Sunday, August 14, 2011

Topological insulator question

I have a question, and I'm hoping one of my reader experts might be able to answer it for me.  Let me set the stage.  One reason 3d topological insulators are a hot topic these days is the idea that they have special 2d states that live at their surfaces.  These surface states are supposed to be "topologically protected" - in lay terms, this means that they are very robust; something deep about their character means that true back-scattering is forbidden.  What this means is, if an electron is in such a state traveling to the right, it is forbidden by symmetry for simple disorder (like a missing atom in the lattice) to scatter the electron into a state traveling to the left.  Now, these surface states are also supposed to have some unusual properties when particle positions are swapped around.  These unconventional statistics are supposed to be of great potential use for quantum computation.  Of course, to do any experiments that are sensitive to these statistics, one needs to do quantum interference measurements using these states.   The lore goes that since the states are topologically protected and therefore robust, this should be not too bad.
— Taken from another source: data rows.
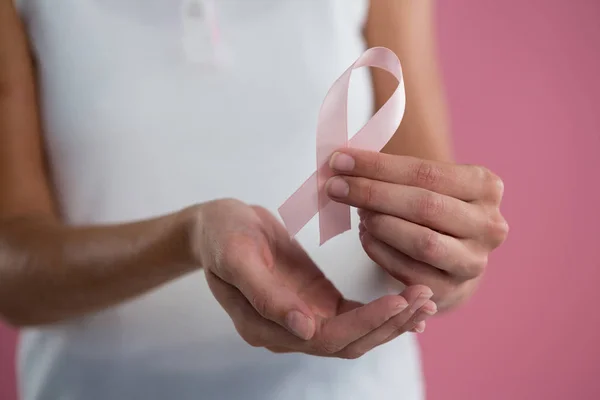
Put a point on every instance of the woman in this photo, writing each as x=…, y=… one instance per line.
x=135, y=134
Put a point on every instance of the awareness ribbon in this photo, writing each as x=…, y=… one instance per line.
x=332, y=134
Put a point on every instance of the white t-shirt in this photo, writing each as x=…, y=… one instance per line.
x=138, y=123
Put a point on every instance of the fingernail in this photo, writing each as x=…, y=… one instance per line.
x=341, y=162
x=420, y=301
x=338, y=187
x=400, y=306
x=299, y=324
x=421, y=316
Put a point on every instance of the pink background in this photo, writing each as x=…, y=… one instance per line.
x=523, y=81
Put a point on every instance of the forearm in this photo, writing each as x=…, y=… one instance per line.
x=408, y=28
x=50, y=272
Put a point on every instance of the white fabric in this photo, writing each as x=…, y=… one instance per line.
x=135, y=127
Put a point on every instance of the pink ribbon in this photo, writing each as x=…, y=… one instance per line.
x=332, y=134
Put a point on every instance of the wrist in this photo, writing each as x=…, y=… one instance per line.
x=190, y=223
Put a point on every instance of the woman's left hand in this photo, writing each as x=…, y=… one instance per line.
x=425, y=222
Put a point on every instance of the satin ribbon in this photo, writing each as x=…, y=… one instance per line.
x=332, y=134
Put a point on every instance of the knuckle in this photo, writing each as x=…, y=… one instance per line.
x=497, y=230
x=429, y=248
x=374, y=223
x=429, y=206
x=352, y=354
x=476, y=267
x=379, y=167
x=250, y=336
x=368, y=191
x=492, y=184
x=425, y=174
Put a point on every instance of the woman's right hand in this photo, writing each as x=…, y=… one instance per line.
x=279, y=299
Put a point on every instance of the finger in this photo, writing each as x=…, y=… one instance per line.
x=249, y=266
x=437, y=211
x=420, y=327
x=465, y=182
x=253, y=328
x=403, y=268
x=418, y=298
x=338, y=332
x=423, y=244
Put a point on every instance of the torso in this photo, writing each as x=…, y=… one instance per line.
x=134, y=128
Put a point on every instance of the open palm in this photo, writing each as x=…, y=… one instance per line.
x=278, y=298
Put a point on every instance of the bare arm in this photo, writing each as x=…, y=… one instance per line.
x=408, y=28
x=48, y=271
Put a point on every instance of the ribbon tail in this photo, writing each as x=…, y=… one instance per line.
x=301, y=207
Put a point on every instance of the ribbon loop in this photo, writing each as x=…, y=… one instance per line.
x=332, y=134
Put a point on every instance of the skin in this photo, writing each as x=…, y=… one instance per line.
x=275, y=295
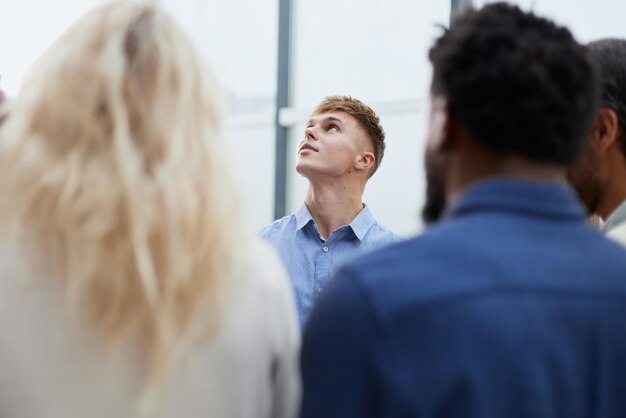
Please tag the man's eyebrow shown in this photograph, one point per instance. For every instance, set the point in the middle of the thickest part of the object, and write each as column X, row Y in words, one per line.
column 326, row 119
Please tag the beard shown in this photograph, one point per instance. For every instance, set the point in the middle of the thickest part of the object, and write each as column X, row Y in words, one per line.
column 584, row 180
column 435, row 204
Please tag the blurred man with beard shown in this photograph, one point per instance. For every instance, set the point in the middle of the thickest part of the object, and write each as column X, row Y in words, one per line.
column 511, row 306
column 599, row 176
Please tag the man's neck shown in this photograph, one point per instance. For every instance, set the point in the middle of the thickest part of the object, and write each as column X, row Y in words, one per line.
column 333, row 205
column 614, row 190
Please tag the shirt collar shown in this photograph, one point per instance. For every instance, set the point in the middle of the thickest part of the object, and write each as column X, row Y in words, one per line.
column 617, row 217
column 359, row 225
column 543, row 199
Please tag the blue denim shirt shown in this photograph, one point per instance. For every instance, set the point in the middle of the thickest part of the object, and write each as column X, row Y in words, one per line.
column 310, row 260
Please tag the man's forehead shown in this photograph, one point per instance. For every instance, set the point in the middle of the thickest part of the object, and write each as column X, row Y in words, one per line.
column 333, row 115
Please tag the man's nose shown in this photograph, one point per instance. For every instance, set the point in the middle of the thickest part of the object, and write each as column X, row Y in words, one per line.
column 310, row 133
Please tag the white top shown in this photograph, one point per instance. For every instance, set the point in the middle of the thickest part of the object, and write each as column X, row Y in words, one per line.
column 250, row 369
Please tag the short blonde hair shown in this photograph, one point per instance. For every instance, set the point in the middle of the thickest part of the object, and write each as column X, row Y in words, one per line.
column 113, row 174
column 365, row 117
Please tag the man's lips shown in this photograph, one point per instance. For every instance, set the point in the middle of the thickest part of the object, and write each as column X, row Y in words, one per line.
column 305, row 147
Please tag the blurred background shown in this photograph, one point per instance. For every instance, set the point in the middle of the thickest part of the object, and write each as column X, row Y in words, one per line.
column 277, row 59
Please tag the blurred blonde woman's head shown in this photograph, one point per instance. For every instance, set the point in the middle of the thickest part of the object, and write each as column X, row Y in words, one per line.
column 113, row 176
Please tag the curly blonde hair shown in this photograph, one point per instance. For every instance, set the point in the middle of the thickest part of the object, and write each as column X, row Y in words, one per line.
column 113, row 176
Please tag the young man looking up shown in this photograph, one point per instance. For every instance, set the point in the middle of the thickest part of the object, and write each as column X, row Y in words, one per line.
column 511, row 306
column 342, row 148
column 599, row 176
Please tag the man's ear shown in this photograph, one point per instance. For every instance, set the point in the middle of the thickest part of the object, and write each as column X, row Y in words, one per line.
column 606, row 129
column 365, row 161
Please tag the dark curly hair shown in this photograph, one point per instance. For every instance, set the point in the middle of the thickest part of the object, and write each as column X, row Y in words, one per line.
column 609, row 55
column 517, row 82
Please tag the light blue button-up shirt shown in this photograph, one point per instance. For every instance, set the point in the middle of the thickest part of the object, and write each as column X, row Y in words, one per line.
column 310, row 260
Here's my question.  While topological protection suppresses 180 degree backscattering, it does not suppress (as far as I can tell) small angle scattering, and in the case of quantum decoherence, it's the small angle scattering that actually dominates.  It looks to me like the coherence of these surface states shouldn't necessarily be any better than that in conventional materials.  Am I wrong about this?  If so, how?  I've now seen multiple papers in the literature (here, here, and here, for example) that show weak antilocalization physics at work in such materials.  In the last one in particular, it looks like the coherence lengths in these systems (a few hundred nanometers at 1 K) are not even as good as what one would see in a conventional metal film (e.g., high purity Ag or Au) at the same temperatures.  That doesn't seem too protected or robust to me....  I know that the situation is likely to be much more exciting if superconductivity is induced in these systems.  Are the normal state coherence properties just not that important?